Open In Colab

Hyper-parameter cross-validation

In this tutorial we demonstrate basic usage of harmonic, using emcee as the sampler.

The tutorial is very similar to the basic usage tutorial but here we use harmonic’s cross-validation functionality to select the hyper-parameters of the machine learning model used.

Import packages

To begin with we need to import packages needed.

[1]:
import numpy as np
import emcee
import matplotlib.pyplot as plt
from functools import partial
import sys
sys.path.insert(0, '../../..')
import harmonic as hm
sys.path.append("../../../examples")
import utils

Define Bayesian posterior function

Now we will need to define the log-posterior function of interest.

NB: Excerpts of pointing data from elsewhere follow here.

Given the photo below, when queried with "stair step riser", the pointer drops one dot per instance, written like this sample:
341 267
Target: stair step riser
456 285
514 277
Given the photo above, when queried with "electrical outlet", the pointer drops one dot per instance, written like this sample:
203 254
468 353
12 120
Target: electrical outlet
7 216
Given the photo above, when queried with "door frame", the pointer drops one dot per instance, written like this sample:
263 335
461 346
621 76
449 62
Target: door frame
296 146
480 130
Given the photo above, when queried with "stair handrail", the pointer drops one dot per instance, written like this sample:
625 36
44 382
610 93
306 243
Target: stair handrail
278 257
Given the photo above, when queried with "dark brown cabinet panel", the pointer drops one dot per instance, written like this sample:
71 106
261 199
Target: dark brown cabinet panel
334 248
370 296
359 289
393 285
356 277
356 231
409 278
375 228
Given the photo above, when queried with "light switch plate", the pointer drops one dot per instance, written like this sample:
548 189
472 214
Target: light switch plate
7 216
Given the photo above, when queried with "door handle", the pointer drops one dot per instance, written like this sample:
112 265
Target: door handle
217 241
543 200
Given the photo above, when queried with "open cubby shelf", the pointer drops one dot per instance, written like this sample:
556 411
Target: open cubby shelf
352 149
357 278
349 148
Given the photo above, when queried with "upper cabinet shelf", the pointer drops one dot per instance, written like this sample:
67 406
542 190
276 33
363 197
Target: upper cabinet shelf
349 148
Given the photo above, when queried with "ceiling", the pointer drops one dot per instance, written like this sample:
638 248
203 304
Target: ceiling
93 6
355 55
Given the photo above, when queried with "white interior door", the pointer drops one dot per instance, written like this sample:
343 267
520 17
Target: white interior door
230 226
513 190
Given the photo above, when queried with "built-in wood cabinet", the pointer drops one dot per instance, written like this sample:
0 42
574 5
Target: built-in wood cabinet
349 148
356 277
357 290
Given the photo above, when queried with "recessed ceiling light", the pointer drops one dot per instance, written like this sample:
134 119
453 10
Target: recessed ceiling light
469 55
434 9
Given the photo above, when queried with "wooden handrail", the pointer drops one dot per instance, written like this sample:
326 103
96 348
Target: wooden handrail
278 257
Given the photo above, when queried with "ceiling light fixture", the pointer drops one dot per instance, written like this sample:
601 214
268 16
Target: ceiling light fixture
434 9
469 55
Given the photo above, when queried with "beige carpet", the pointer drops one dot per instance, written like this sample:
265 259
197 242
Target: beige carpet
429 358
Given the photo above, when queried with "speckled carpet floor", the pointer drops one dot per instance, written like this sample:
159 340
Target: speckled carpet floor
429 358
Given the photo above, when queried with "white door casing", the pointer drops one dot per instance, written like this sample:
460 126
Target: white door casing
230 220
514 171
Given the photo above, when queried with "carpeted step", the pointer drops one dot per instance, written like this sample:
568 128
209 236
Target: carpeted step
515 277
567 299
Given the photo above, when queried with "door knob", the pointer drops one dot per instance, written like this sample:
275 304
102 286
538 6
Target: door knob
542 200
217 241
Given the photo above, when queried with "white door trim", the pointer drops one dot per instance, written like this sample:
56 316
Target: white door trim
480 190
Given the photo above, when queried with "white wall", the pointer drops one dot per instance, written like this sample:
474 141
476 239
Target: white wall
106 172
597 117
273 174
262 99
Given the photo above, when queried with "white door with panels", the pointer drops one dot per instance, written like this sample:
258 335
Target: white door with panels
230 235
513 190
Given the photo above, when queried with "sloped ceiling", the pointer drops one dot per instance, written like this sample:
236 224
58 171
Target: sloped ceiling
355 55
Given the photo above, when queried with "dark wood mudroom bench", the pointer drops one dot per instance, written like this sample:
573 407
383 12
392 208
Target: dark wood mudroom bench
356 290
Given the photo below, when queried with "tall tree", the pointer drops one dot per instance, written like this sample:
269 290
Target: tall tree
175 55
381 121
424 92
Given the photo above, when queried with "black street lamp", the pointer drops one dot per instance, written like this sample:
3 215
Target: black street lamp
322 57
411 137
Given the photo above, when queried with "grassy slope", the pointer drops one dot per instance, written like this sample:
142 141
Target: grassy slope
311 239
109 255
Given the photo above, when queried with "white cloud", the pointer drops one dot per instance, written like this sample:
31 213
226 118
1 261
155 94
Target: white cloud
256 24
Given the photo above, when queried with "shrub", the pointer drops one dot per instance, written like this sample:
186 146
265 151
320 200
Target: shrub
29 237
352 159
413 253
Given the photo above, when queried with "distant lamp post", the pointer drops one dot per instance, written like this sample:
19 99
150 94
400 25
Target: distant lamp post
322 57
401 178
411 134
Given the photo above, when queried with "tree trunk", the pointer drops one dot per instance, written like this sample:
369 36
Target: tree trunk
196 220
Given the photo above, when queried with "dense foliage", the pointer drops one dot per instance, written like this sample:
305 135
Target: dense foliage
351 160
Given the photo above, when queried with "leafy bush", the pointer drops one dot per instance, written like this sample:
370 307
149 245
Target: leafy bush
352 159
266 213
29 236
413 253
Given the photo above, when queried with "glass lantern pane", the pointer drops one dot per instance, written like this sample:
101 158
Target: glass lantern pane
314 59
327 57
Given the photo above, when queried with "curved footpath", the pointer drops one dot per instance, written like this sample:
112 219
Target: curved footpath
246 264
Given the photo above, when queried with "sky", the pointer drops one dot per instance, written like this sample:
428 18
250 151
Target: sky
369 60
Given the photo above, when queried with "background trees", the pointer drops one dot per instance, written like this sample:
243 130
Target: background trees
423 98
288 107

As a working example for this tutorial we consider a likelihood given by the Rosenbrock function

\[f(x) = \sum_{i=1}^{d-1} \bigg [ b(x_{i+1} - x_{i}^2)^2 + (x_i - a)^2 \bigg ]\]

where \(d\) is the dimension of the function and the input domain is usually taken to be \(x_i \in [-5.0, 10.0], \: \; \forall i = 1, \dots, d\). The Rosenbrock function is a common benchmark example since it is known to be a difficult project due to the shallow curving degenercy. The likelihood is then implemented as follows. For the hyper-parameters we adopt the common values \(a=1.0\) and \(b=100.0\).

[2]:
def ln_likelihood(x, a=1.0, b=100.0):
    """Compute log_e of likelihood defined by Rosenbrock function.

    Args:

        x: Position at which to evaluate likelihood.

        a: First parameter of Rosenbrock function.

        b: First parameter of Rosenbrock function.

    Returns:

        double: Value of Rosenbrock at specified point.

    """

    ndim = x.size

    f = 0.0

    for i_dim in range(ndim-1):
        f += b*(x[i_dim+1]-x[i_dim]**2)**2 + (a-x[i_dim])**2

    return -f

We adopt a uniform prior over the parameter support \(x_i \in [-5.0, 10.0]\), which is implemented as follows.

[3]:
def ln_prior_uniform(x, xmin=-10.0, xmax=10.0, ymin=-5.0, ymax=15.0):
    """Compute log_e of uniform prior.

    Args:

        x: Position at which to evaluate prior.

        xmin: Uniform prior minimum x edge (first dimension).

        xmax: Uniform prior maximum x edge (first dimension).

        ymin: Uniform prior minimum y edge (second dimension).

        ymax: Uniform prior maximum y edge (second dimension).

    Returns:

        double: Value of prior at specified point.

    """

    if x[0] >= xmin and x[0] <= xmax and x[1] >= ymin and x[1] <= ymax:
        return 1.0 / ( (xmax - xmin) * (ymax - ymin) )
    else:
        return 0.0

The likelihood and prior are combined to form the log posterior function as follows.

[4]:
def ln_posterior(x, ln_prior, a=1.0, b=100.0):
    """Compute log_e of posterior.

    Args:

        x: Position at which to evaluate posterior.

        a: First parameter of Rosenbrock function.

        b: First parameter of Rosenbrock function.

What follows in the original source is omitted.